While testicular nuclear receptor 4 (TR4) may promote prostate cancer (PCa) metastasis, its role in the clear cell renal cell carcinoma (ccRCC) remains unclear. Here we found a higher expression of TR4 in ccRCC tumors from patients with distant metastases than those from metastasis‐free patients, suggesting TR4 may play positive roles in the ccRCC metastasis. Results from multiple in vitro ccRCC cell lines also confirmed TR4's positive roles in promoting ccRCC cell invasion/migration via altering the microRNA (miR‐32‐5p)/TR4/HGF/Met/MMP2‐MMP9 signaling. Mechanism dissection revealed that miR‐32‐5p could suppress TR4 protein expression levels via direct binding to the 3′UTR of TR4 mRNA, and TR4 might then alter the HGF/Met signaling at the transcriptional level via direct binding to the TR4‐response‐elements (TR4RE) on the HGF promoter. Then the in vitro data also demonstrated the efficacy of Sunitinib, a currently used drug to treat ccRCC, could be increased after targeting this newly identified miR‐32‐5p/TR4/HGF/Met signaling.
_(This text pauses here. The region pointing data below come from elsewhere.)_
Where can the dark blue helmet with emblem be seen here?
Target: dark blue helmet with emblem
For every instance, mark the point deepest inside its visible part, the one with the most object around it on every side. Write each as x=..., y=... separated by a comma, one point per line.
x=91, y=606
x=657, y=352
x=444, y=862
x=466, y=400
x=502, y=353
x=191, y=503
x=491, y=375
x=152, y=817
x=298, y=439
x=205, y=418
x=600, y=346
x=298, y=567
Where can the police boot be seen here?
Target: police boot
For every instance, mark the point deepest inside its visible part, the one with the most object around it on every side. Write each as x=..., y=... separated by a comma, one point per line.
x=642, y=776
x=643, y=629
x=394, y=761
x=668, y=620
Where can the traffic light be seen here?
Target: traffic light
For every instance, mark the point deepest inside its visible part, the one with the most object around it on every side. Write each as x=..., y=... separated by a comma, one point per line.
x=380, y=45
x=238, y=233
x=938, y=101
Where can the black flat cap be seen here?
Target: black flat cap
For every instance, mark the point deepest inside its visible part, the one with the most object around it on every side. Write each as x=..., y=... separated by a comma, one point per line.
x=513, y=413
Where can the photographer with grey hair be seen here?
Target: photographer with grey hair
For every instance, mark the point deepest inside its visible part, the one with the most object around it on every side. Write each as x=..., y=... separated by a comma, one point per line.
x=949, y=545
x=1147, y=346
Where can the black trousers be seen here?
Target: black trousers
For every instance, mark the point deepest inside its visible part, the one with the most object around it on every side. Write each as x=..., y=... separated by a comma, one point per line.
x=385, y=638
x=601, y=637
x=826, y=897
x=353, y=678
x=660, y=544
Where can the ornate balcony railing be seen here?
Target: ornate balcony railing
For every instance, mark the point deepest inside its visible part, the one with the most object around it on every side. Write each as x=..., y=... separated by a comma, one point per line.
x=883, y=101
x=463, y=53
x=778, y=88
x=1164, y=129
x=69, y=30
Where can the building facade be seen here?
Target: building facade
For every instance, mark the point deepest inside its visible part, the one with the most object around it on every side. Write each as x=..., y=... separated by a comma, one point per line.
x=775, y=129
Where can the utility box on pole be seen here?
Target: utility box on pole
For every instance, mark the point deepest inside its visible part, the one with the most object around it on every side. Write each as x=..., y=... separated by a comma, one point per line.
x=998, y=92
The preclinical study using the in vivo mouse model with xenografted ccRCC cells confirmed the in vitro cell lines data. Together, these findings suggest that TR4 is a key player to promote ccRCC metastasis and targeting this miR‐32‐5p/TR4/HGF/Met signaling with small molecules including TR4‐shRNA or miR‐32‐5p may help to develop a new therapy to better suppress the ccRCC metastasis.